Track record: Candee has been the top revenue generator for the company for the past three years and expected to end 2010 in first or second place. As of mid-December he had generated $628,679 in monthly recurring revenue.
Knowledge is power: Candee has both an engineering degree and an MBA, something that comes in handy when you’re dealing with clients like Google and T-Mobile. “They’re going to be very technically savvy,” he says.
Adapting to change: “Some of my smaller accounts have certainly stumbled a little bit. I’ve developed larger, more complex deals that take into account how to keep their existing business with us, maybe write that down a little bit, in exchange for larger network orders and network deployment.”

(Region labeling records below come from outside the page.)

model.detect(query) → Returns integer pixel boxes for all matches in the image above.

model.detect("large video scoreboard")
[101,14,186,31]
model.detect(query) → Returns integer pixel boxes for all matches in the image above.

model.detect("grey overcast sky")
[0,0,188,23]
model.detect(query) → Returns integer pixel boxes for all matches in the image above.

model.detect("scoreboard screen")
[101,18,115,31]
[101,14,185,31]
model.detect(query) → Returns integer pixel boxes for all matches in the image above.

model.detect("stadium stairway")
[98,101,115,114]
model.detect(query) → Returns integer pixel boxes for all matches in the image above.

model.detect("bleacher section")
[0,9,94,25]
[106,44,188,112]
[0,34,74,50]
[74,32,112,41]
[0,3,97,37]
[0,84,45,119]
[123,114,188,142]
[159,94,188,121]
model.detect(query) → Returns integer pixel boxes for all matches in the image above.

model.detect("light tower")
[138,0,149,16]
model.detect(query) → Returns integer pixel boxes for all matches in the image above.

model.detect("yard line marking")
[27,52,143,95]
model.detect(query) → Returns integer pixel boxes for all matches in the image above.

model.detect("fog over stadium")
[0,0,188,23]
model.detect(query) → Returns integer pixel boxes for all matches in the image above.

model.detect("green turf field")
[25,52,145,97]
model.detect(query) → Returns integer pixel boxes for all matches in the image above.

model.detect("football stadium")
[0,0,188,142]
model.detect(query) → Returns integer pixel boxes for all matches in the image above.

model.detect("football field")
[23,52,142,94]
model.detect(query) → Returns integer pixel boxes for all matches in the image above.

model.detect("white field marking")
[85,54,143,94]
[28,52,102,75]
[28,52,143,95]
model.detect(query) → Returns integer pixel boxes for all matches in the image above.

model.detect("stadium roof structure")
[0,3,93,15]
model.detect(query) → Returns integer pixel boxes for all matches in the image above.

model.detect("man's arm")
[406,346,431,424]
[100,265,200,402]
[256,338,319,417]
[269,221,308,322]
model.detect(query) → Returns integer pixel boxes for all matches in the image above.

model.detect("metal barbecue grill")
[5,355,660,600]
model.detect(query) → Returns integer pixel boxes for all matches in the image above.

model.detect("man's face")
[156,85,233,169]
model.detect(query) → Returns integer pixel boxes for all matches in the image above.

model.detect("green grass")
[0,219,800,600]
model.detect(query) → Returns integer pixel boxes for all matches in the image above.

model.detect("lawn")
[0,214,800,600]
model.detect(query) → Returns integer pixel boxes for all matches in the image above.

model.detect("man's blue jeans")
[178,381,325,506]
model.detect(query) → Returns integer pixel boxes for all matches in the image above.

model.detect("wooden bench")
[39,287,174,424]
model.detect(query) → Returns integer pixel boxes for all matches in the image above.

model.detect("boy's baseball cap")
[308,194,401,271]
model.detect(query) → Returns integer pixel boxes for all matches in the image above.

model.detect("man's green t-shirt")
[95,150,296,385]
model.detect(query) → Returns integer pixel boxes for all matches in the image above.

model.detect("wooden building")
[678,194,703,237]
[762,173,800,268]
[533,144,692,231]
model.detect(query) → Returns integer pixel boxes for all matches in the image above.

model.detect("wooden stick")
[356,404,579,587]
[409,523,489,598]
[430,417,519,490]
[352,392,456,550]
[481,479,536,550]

Sales philosophy: “The easier and faster I can respond to a customer, the easier it is for them to interact with us. Business will take care of itself.”
John Wray, 69
Owner of Marsau’s Auto Parts, Sterling
What he does: Drives as many as 1,000 miles a week calling on customers in northeastern Colorado. In a day he’ll drive 200 miles, from Sterling to small towns like Yuma, Wiggins and Brush. “In the rural area, it’s much more traditional. If these guys don’t see you, then you lose them. I call on just about everything that has a car: service stations, schools, city, county, shops – almost anywhere that has a mechanic on duty.”
An old brand: Wray, who formerly owned and operated a chain of auto parts stores, bought Marsau’s in 1995, but his store has been around for 83 years. “It was started a year before the Great Depression in 1928 so it’s really survived everything.”
Keeping current: “I constantly read manuals, articles out of the magazines that come out in our field. I do not like to be embarrassed by somebody asking me something I know absolutely nothing about.”
Finding a niche: Marsau’s Auto Parts rebuilds starters and alternators – because everyone else quit. The store also offers small-engine repair for such brands as lawnmower maker Briggs & Stratton.
Fess up to your mistakes: “We bust our butt to take care of people. I’ve driven all the way from Sterling to Denver because I screwed up on something.”